Scraped URL lists are rarely clean. A single pull might mix product photos with icons, tracking pixels, sprites, and widget graphics. The old way to deal with that is to manually prune the list before downloading — tedious, and you lose the original if you change your mind. Download IF URL in Bulk Image Downloader From URL List takes a smarter approach: it filters at download time and leaves your list untouched.

How the condition test works

Enable Download IF URL on a task and you define one or more conditions. When the task runs, every URL is tested against those conditions before anything downloads. The flow is clean and predictable:

  • Your URL list stays exactly as you pasted it — nothing is deleted.
  • At download, each URL is checked against your conditions.
  • If a URL fails, it is simply skipped — not downloaded, and not counted as a failure in the report.
  • If it passes, it flows into the download pipeline like normal.

That “skipped, not failed” detail matters. A filtered-out URL is a deliberate exclusion, so your download report stays meaningful — failures mean actual problems, not links you intended to drop.

The three condition types

You build conditions from three matching modes, each suited to a different situation:

  • Contains — the URL must include a piece of text you specify. Use it to keep only links from a certain path or with a certain keyword, like a folder name or a size indicator.
  • Not Contains — the URL must not include your text. This is the one for excluding junk: thumbnails, icons, ad domains, anything carrying a tell-tale string you want gone.
  • Regex — full pattern matching for when simple text is not enough. If you need to match a structured pattern — specific extensions, ID formats, or particular path shapes — regex gives you the precision power users expect.

For most lists, Contains and Not Contains do the heavy lifting. Regex is there for the cases where you need to express something more exact than a substring.

A practical example

Say you scraped a product page and your list has full-size product shots mixed with tiny UI icons. The product images live under a /products/ path and the icons under /assets/icons/. A single Contains condition on “/products/” keeps the shots you want; a Not Contains condition on “/icons/” pushes the junk out. Either way, your source list is preserved — if you later want the icons too, the URLs are still right there.

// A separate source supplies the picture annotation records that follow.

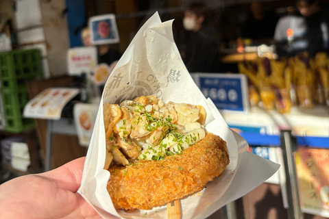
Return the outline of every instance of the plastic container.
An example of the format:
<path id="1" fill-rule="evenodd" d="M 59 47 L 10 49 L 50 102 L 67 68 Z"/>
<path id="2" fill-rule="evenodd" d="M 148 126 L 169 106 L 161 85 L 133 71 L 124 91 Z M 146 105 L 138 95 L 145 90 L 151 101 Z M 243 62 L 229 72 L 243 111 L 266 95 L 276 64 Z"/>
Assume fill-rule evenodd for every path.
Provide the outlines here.
<path id="1" fill-rule="evenodd" d="M 39 49 L 16 50 L 0 53 L 1 89 L 14 91 L 25 88 L 26 81 L 42 78 Z"/>
<path id="2" fill-rule="evenodd" d="M 314 107 L 312 88 L 307 86 L 297 88 L 298 103 L 301 109 L 313 109 Z"/>
<path id="3" fill-rule="evenodd" d="M 266 110 L 274 110 L 276 96 L 270 87 L 264 87 L 260 89 L 260 99 L 264 108 Z"/>
<path id="4" fill-rule="evenodd" d="M 34 120 L 23 117 L 24 106 L 29 101 L 27 92 L 20 88 L 16 92 L 2 89 L 5 130 L 19 133 L 34 127 Z"/>
<path id="5" fill-rule="evenodd" d="M 0 129 L 5 128 L 2 123 L 5 125 L 6 131 L 14 133 L 34 127 L 33 119 L 23 117 L 23 110 L 29 101 L 27 81 L 41 78 L 39 49 L 0 53 L 0 89 L 4 115 L 4 122 L 0 121 Z"/>
<path id="6" fill-rule="evenodd" d="M 290 112 L 291 108 L 291 99 L 290 90 L 287 89 L 274 89 L 276 94 L 276 107 L 280 114 Z"/>

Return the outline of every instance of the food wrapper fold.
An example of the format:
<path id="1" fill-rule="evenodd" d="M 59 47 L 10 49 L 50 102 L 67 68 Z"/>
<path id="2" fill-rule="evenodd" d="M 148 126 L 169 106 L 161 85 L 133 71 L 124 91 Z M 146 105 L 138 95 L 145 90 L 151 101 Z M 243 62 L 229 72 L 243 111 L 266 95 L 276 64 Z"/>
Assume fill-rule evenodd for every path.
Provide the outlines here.
<path id="1" fill-rule="evenodd" d="M 119 103 L 125 99 L 155 94 L 164 103 L 200 105 L 206 109 L 206 129 L 226 141 L 230 164 L 204 190 L 180 199 L 182 218 L 208 217 L 262 183 L 278 168 L 277 164 L 247 152 L 245 140 L 228 128 L 212 101 L 206 99 L 182 60 L 173 40 L 172 23 L 162 23 L 158 13 L 154 14 L 132 40 L 106 83 L 77 191 L 104 218 L 167 216 L 165 206 L 147 211 L 114 209 L 106 190 L 110 175 L 103 169 L 106 148 L 103 115 L 105 103 Z M 240 165 L 241 163 L 243 165 Z M 245 169 L 249 164 L 255 168 Z M 241 173 L 241 170 L 245 172 Z"/>

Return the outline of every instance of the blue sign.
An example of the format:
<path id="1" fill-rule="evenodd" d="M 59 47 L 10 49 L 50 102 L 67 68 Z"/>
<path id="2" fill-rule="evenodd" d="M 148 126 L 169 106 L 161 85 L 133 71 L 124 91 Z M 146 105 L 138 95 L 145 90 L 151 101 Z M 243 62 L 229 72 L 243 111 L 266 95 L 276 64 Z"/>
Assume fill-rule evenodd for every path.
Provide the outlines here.
<path id="1" fill-rule="evenodd" d="M 249 97 L 245 75 L 241 74 L 193 74 L 206 98 L 210 98 L 219 110 L 247 112 Z"/>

Where it fits in the pipeline

Download IF URL pairs naturally with the file type filters in your download settings. Think of it as a two-stage gate: URL logic decides which links are eligible, then the format filter decides which file types among them actually save. URL first, format second. The result is that a messy, mixed list becomes a precise download without you ever editing the list itself — keep the source intact for future tweaks, and let the conditions decide what comes through each run.